Zumindest scheint die Nachfolge sicher. Valerian ist stark, als militärischer Führer etabliert. Aber in die römische Stadtpolitik hat ihn Julian nie auch nur annähernd genug eingeführt.
..... Die Mächtigen und Reichen, die Senatoren und Legaten, sie alle scheinen fest hinter dem Caesar zu stehen und ihn zu unterstützen. ....
Das steht zu hoffen, ja.
.... Zugleich sieht man allerorts dunkle Kleidung und traurige Gesichter, wohin das Auge auch blickt. Doch was denken die Menschen? Was denkt das Volk? Was fühlen sie, die Händler, Tagelöhner, die Magistraten und Soldaten, die Beamten, die Reichen und die Schönen? Wie sieht ihr Blick in die Zukunft aus? .....
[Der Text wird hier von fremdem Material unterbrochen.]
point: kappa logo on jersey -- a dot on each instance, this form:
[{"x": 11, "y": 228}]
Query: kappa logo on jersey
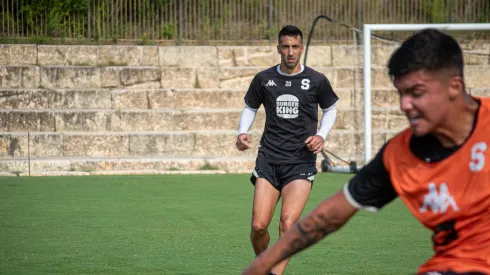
[
  {"x": 270, "y": 83},
  {"x": 438, "y": 201},
  {"x": 287, "y": 106},
  {"x": 305, "y": 84}
]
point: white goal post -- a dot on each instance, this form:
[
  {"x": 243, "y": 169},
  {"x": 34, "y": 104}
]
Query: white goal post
[{"x": 368, "y": 29}]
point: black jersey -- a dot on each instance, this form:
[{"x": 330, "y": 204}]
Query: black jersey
[{"x": 291, "y": 107}]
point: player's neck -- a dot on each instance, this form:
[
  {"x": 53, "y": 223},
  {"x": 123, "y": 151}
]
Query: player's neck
[
  {"x": 459, "y": 124},
  {"x": 286, "y": 70}
]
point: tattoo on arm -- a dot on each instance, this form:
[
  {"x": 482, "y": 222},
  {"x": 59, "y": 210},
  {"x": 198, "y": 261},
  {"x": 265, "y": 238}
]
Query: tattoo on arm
[{"x": 310, "y": 230}]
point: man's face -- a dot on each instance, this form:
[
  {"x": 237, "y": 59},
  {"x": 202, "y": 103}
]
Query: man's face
[
  {"x": 290, "y": 48},
  {"x": 426, "y": 99}
]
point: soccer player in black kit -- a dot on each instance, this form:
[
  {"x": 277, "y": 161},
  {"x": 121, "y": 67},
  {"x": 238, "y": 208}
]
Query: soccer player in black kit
[{"x": 286, "y": 163}]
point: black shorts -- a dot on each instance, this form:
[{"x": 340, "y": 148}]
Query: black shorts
[{"x": 279, "y": 175}]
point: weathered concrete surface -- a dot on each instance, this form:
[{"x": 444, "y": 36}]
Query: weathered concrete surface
[
  {"x": 67, "y": 55},
  {"x": 19, "y": 77},
  {"x": 18, "y": 54},
  {"x": 188, "y": 56},
  {"x": 70, "y": 77}
]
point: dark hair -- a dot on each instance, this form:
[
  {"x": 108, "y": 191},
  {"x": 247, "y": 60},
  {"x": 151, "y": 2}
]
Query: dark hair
[
  {"x": 290, "y": 30},
  {"x": 428, "y": 49}
]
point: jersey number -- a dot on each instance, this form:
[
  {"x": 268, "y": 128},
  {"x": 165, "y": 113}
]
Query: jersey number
[
  {"x": 305, "y": 84},
  {"x": 477, "y": 161}
]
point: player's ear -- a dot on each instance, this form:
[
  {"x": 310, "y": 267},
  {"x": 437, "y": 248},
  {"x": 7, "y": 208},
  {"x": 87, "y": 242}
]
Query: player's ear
[{"x": 455, "y": 87}]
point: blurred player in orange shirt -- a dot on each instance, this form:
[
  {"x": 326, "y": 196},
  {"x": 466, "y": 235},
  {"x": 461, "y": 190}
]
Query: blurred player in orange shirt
[{"x": 438, "y": 166}]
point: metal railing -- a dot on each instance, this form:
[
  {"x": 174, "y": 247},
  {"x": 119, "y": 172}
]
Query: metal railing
[{"x": 219, "y": 21}]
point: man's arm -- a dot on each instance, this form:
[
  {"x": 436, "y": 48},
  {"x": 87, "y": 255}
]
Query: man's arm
[
  {"x": 327, "y": 217},
  {"x": 315, "y": 143}
]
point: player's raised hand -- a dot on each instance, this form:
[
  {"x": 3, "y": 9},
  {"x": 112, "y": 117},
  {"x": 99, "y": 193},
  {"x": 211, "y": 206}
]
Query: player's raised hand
[
  {"x": 243, "y": 142},
  {"x": 314, "y": 144}
]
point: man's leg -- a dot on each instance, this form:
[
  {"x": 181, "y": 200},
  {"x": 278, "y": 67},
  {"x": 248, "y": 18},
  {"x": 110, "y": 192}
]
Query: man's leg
[
  {"x": 266, "y": 197},
  {"x": 294, "y": 198}
]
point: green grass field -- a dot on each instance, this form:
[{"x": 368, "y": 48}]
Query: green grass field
[{"x": 181, "y": 224}]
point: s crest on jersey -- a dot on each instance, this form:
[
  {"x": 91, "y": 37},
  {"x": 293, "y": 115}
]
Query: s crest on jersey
[
  {"x": 438, "y": 201},
  {"x": 287, "y": 106}
]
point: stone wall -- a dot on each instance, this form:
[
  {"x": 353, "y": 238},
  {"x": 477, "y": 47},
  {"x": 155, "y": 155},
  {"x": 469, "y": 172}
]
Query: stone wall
[{"x": 148, "y": 109}]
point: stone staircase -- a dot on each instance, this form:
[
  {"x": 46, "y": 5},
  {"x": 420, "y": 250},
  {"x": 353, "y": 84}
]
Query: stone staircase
[{"x": 82, "y": 110}]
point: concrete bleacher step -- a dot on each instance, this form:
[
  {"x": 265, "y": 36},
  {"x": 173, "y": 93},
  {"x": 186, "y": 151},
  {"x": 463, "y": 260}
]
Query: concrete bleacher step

Daher diese Grabesstimmung in der Stadt.
.... Die Acta Diurna hat einige von ihnen befragt.
Ein ehemaliger Gladiator gestand uns mit feuchten Augen: "Er gewährte mir das hölzerne Schwert. Das war der großartigste Augenblick in meinem Leben. Ich habe ihn wirklich gemocht. Den neuen kenne ich nicht. Ich hoffe, er ist so wie sein Vater."
"Oh, ist das nicht furchtbar? Unser guter Kaiser! Ich könnte Tag und Nacht weinen! Nein, vom neuen weiß ich nicht viel. Ist er nicht Soldat?", fragte eine alte blinde alte Frau, die vor ihrer Casa saß und fleißig feinste Wolle sponn.
"Ich habe es ja schon immer gesagt! Bürger Roms, habe ich gesagt, eines Tages wird der Kaiser sterben! Aber auf mich wollte ja keiner hören! Jetzt habts den Salat ... pah!" raunzte uns Gaius Secundus* an, ein Tagelöhner aus Rom. ....
Ein wahrer Prophet.
.... "Eine Katastrophe ist das, sag ich euch. Eine furchtbare Katastrophe! Der Caesar macht’s nicht mehr lange, der ist doch krank. .....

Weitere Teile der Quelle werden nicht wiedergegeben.